Dibandingkan dengan paduan pengerasan kerja lain seperti 3003 dan 5052, 3103 umumnya berada di antara 3003 dan 5052 dalam hal kekuatan dan ketahanan korosi: memberikan kekuatan lebih baik dari 1100/3003 sambil mempertahankan kemampuan bentuk yang lebih baik daripada paduan Mg-rich 5xxx. Gunakan 3103 saat membutuhkan kekuatan lebih dari 3003 namun harus mempertahankan kemampuan tarik dalam dan hasil permukaan.

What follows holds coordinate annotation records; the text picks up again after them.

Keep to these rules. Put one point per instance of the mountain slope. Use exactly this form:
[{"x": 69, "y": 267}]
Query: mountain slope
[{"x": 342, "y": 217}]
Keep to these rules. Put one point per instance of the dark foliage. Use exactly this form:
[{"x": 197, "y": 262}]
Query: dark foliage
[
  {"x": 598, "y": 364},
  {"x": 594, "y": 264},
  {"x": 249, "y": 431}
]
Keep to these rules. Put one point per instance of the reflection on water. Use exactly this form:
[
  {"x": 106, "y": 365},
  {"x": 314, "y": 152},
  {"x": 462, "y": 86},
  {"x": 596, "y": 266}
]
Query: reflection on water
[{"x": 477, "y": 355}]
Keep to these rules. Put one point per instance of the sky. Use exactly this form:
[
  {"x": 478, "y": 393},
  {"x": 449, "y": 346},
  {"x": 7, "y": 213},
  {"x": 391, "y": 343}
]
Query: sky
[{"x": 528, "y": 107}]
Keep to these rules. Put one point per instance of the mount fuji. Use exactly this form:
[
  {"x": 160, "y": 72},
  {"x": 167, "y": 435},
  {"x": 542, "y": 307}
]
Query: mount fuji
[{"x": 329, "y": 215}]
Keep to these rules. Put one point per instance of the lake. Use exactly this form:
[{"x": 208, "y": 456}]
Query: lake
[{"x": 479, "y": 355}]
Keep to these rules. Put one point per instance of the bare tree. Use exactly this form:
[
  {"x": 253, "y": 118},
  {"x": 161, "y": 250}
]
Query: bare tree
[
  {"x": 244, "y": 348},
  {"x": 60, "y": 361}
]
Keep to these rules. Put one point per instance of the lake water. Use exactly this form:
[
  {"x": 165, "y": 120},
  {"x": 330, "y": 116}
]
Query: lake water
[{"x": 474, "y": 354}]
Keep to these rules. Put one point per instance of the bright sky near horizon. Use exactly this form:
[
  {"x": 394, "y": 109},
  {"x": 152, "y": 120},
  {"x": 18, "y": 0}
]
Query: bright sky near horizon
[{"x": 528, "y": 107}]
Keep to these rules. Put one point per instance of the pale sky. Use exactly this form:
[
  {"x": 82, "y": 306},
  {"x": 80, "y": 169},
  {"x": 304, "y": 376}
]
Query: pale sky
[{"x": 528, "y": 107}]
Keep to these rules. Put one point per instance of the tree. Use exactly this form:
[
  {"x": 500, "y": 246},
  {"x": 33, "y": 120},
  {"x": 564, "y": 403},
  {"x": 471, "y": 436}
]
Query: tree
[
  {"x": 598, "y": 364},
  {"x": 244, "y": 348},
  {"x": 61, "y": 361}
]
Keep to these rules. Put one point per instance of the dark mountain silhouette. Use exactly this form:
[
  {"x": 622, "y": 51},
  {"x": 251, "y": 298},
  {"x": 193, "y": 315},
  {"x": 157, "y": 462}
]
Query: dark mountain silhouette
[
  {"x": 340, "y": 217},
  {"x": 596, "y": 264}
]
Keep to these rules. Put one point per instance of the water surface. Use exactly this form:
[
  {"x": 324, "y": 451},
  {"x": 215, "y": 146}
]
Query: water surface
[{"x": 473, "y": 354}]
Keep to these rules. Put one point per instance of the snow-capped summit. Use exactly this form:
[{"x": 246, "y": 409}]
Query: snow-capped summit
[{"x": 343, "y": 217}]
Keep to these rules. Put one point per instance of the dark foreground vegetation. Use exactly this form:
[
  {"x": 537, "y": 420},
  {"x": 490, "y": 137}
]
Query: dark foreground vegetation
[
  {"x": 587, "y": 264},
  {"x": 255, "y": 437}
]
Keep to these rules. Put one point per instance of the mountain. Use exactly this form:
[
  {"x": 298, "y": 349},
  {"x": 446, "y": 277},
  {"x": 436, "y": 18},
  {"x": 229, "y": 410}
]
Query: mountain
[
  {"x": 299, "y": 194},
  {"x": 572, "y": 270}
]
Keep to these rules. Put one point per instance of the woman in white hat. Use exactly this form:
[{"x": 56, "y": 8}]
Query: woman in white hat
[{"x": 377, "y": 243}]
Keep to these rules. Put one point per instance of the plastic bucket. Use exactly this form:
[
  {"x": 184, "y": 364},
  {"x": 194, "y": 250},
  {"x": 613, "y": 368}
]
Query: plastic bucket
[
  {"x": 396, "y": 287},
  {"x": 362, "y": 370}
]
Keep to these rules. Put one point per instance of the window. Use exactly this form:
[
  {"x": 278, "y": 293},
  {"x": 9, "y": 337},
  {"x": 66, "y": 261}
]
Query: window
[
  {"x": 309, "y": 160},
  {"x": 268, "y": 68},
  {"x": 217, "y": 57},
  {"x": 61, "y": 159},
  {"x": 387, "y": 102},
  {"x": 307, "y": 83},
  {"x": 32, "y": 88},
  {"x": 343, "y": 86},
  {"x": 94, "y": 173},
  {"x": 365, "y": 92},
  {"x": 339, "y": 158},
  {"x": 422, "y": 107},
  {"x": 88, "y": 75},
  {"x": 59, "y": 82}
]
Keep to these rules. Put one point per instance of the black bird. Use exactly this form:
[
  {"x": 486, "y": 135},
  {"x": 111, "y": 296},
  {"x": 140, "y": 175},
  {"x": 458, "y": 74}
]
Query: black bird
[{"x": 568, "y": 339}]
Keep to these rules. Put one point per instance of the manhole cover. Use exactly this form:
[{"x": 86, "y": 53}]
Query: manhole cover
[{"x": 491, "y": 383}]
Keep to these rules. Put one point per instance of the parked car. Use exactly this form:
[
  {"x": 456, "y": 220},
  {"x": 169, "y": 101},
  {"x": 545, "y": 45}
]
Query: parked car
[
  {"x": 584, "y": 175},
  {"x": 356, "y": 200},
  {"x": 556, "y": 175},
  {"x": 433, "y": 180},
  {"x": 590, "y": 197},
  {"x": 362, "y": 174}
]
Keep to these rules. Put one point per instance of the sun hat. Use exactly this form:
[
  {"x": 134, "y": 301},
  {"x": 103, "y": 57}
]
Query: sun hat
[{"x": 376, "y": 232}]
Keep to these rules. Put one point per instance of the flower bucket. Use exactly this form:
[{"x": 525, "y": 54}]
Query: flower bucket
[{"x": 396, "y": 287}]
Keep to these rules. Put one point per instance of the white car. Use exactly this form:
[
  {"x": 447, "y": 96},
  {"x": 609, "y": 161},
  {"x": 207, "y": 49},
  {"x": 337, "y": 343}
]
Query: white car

Dibandingkan paduan yang dapat diperkeras dengan perlakuan panas seperti 6061 atau 6063, 3103 tidak akan mencapai kekuatan puncak mereka, tetapi sering dipilih saat pembentukan kompleks, biaya lebih rendah, atau keseimbangan ketahanan korosi/kemampuan bentuk lebih diutamakan. Pilih 3103 untuk bentuk yang distempel atau ditarik dimana perlakuan panas pasca pembentukan tidak praktis.
Ringkasan Penutup
Paduan 3103 tetap merupakan aluminium rekayasa yang praktis untuk komponen yang memprioritaskan kemampuan bentuk, ketahanan korosi, dan fabrikasi yang ekonomis dengan peningkatan kekuatan sedang dibanding grade aluminium murni. Sifatnya yang tidak dapat diperkeras dengan perlakuan panas menyederhanakan alur manufaktur dan menjadikannya andalan untuk komponen hasil stamping, penarikan, dan ekstrusi di sektor arsitektur, HVAC, dan produk konsumen.